- Born: Heinz Bernard Ollendorff March 14, 1907 Esslingen am Neckar, German Empire
- Died: February 10, 1979 Cleveland, Ohio, United States
- Education: Heidelberg University
- Occupation: Social worker
- Known for: Founder of the Council of International Fellowship
- Spouse: Martha Ollendorff

= Henry B. Ollendorff =

German-Jewish social worker

Henry Bernard Ollendorff (March 14, 1907 - February 10, 1979) was a German-Jewish social worker.

== Biography ==
He was born as Heinz Bernard Ollendorff to an oculist in the town of Esslingen am Neckar, Germany. He grew up in the city of Darmstadt. He received his doctor's degree in law from the University of Heidelberg. The discrimination laws of Nazi Germany severely hindered him in his work and he even had to spend 13 months in prison before he emigrated together with his wife Martha to the United States, in 1938.

In Cleveland, Ohio he studied social work.

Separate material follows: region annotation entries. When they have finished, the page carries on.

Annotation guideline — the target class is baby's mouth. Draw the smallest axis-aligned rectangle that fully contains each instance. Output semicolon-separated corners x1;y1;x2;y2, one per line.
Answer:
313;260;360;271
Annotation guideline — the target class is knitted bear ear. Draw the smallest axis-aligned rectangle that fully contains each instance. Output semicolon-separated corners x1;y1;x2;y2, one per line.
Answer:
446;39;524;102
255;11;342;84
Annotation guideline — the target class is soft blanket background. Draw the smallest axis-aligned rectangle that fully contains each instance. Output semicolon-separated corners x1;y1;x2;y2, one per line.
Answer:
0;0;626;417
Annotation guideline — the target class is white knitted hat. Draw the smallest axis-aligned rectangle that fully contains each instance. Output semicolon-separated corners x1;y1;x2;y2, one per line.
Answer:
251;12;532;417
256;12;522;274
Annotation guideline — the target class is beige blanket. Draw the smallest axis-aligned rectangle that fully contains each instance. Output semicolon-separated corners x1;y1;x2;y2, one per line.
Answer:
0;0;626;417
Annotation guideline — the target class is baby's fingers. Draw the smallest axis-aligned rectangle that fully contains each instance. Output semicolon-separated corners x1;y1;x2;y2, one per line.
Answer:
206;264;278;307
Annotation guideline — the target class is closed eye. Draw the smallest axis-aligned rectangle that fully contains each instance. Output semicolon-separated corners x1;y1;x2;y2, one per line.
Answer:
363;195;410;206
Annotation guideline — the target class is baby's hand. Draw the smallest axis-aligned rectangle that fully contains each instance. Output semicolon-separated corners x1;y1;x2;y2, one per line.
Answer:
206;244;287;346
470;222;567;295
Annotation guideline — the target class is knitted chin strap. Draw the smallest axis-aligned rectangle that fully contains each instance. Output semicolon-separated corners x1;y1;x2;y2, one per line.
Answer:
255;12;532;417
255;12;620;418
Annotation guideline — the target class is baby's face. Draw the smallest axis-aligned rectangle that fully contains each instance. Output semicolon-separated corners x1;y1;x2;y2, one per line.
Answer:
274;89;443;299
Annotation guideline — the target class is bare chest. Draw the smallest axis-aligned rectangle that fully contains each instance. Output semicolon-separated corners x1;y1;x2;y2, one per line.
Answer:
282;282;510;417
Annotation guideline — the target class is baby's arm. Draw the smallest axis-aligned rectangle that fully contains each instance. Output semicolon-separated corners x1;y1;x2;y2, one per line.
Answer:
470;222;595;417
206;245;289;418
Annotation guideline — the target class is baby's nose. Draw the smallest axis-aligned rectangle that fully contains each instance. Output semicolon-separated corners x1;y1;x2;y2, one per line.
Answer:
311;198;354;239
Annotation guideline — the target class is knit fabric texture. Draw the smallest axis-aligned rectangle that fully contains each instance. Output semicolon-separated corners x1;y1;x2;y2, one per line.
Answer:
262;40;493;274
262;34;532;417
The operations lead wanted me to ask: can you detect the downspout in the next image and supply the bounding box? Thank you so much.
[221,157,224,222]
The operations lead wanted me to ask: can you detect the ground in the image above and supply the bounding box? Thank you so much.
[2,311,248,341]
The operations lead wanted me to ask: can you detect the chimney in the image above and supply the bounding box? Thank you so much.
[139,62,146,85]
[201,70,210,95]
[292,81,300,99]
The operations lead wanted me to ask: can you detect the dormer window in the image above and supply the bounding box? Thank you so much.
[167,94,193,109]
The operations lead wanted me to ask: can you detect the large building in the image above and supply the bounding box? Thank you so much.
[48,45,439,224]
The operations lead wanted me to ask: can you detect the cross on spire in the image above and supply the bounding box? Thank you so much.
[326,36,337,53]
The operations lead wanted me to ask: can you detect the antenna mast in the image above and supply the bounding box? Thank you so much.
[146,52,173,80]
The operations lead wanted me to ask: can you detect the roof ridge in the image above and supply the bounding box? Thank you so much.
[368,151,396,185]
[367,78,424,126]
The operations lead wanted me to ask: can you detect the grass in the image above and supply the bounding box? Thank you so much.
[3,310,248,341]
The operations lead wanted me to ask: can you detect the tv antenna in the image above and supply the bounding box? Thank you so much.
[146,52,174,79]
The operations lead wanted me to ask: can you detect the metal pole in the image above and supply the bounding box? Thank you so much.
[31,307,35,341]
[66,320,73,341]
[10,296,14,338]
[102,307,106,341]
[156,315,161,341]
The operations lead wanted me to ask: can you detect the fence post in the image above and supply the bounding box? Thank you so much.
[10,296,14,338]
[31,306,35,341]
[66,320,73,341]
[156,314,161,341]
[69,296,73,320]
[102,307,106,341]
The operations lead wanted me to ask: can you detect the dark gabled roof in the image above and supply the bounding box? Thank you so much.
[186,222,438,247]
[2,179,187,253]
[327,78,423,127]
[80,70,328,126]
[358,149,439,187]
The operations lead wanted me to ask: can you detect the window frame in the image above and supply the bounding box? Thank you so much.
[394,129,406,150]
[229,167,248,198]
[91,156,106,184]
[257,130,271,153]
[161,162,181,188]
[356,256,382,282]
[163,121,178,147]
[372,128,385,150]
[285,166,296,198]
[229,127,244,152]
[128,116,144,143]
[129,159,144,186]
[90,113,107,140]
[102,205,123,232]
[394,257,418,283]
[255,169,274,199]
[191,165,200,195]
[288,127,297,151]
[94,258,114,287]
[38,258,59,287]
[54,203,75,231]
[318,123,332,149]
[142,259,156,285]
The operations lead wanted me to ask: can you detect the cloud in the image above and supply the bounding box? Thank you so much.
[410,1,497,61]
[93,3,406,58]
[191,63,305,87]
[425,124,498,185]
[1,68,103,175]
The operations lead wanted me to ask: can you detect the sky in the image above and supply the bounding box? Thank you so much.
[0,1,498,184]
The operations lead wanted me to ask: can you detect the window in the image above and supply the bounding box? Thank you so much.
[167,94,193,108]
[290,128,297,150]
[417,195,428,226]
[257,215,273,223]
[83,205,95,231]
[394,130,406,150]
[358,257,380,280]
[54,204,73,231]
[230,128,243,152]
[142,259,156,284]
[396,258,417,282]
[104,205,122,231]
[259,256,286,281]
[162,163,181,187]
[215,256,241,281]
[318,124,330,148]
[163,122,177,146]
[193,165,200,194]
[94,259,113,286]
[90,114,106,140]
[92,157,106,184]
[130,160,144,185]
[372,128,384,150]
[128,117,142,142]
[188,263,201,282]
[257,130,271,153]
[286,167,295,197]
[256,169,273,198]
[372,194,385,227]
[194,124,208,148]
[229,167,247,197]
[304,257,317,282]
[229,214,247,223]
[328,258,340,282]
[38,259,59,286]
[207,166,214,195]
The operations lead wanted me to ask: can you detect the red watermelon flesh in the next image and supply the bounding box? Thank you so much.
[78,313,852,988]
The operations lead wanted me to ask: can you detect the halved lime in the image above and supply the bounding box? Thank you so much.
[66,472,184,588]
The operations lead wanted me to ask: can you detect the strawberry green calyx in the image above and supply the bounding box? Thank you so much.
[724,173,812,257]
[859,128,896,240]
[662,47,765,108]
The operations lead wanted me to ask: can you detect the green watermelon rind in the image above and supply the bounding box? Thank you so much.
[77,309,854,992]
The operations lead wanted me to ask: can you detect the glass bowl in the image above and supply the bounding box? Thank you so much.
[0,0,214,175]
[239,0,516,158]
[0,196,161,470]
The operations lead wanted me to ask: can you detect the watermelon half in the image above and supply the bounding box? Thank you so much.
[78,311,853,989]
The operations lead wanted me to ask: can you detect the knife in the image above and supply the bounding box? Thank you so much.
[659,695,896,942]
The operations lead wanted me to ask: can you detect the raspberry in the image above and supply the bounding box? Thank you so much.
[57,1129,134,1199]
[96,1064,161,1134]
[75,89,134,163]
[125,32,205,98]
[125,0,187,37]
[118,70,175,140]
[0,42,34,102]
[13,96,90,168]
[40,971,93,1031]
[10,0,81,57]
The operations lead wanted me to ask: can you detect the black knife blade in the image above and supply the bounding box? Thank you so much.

In 1954, the US Department of State asked him to participate in the re-education programme for Germans and he conducted courses for youth leaders and social workers in Hesse. He also had the idea to start an exchange program. Now the Council of International Fellowship is a world wide organisation for professionals working in the field of social work.

Ollendorff died in Cleveland, Ohio.

==Legacy==
In 2007, the German city of Darmstadt gave his name to a square.